Aujourd’hui, les Ouzbeks courent le danger d’apprendre ce que les Khadafi croyaient savoir: si vous possédez quelque chose que les Américains désirent, tenez bon, ils ne vont pas s’accrocher à ce principe pour toujours. C’est là que réside le danger. Si des hommes comme Karimov pensent que les principes américains sont malléables, ils ne vont pas croire les États-Unis la prochaine fois qu’ils les menaceront de sanctions justifiées notamment par leur attitude face aux droits de l’homme.
Quand les États-Unis diront «bye-bye» à Karimov?
Il ne serait donc pas surprenant si Obama considérait que les besoins de 100 000 soldats américains en Afghanistan priment sur ceux des dissidents en Ouzbékistan. C’est ce genre de choix que les réalistes nous disent que les présidents doivent parfois faire. Cela dit, je pense que l’administration pourrait avoir été plus ferme envers l’Ouzbékistan. Karimov n’aurait pas dû être sollicité ainsi pour aider les États-Unis à être victorieux en Afghanistan; il bénéficie déjà de la stabilité et des profits importants liés aux contrats militaires américains.
De plus, s’ils souhaitent se positionner comme réalistes, les responsables américains devraient au moins tâcher d’être réalistes lorsqu’ils s’intéressent à des États comme l’Ouzbékistan. Au lieu de ça, ils parlent d’insérer son économie sclérosée dans une « Nouvelle route de la soie » reliant l’Asie centrale à l’Europe. Ils disent croire Karimov lorsqu’il promet de transmettre un pays démocratique à ses enfants – tout comme certains espéraient voir un jour rendus dociles Khadafi ou le président syrien Bachar el-Assad.
Un véritable réaliste comprendrait que de telles choses n’auront pas lieu. Il est probable qu’il y ait stagnation et répression en Ouzbékistan jusqu’à ce que les lignes de faille bougent enfin. Et les États-Unis seront alors confrontés à un choix tristement familier.

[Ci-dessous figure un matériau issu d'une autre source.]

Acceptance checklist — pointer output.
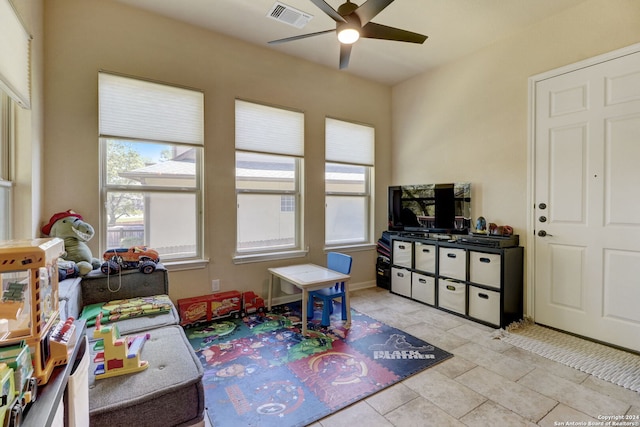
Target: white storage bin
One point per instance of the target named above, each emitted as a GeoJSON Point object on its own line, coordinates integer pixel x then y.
{"type": "Point", "coordinates": [484, 269]}
{"type": "Point", "coordinates": [423, 288]}
{"type": "Point", "coordinates": [452, 263]}
{"type": "Point", "coordinates": [425, 257]}
{"type": "Point", "coordinates": [401, 281]}
{"type": "Point", "coordinates": [402, 253]}
{"type": "Point", "coordinates": [452, 295]}
{"type": "Point", "coordinates": [484, 305]}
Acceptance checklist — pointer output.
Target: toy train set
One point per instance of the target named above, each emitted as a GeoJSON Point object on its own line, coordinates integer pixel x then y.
{"type": "Point", "coordinates": [221, 305]}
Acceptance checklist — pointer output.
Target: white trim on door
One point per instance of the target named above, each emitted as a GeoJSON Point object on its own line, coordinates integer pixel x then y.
{"type": "Point", "coordinates": [533, 80]}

Il serait préférable que les États-Unis ne répètent pas avec Karimov et d’autres comme lui ce qu’ils avaient vécu avec tant de leurs alliés répressifs au Moyen-Orient. Mais si les dirigeants américains pensent que les intérêts de sécurité le justifient, ils devraient au moins être assumés honnêtement, ce qu’ils font : éviter les beaux discours sur les lendemains qui chantent que promettent leur engagement, et forger une relation d’échange se limitant à ce qui est nécessaire tout en condamnant systématiquement les atteintes aux droits de l’homme, en faisant pression pour la mise en place d’améliorations concrètes et l’implication de la société civile. Et se tenir prêt pour le jour où il sera temps de dire, selon l’expression de Saif al-Islam, «bye-bye».
En d’autres mots, négociez avec le diable quand cela est absolument nécessaire mais appelez-le toujours par son nom, et n’oubliez pas de lui réserver le sort qui lui est dû.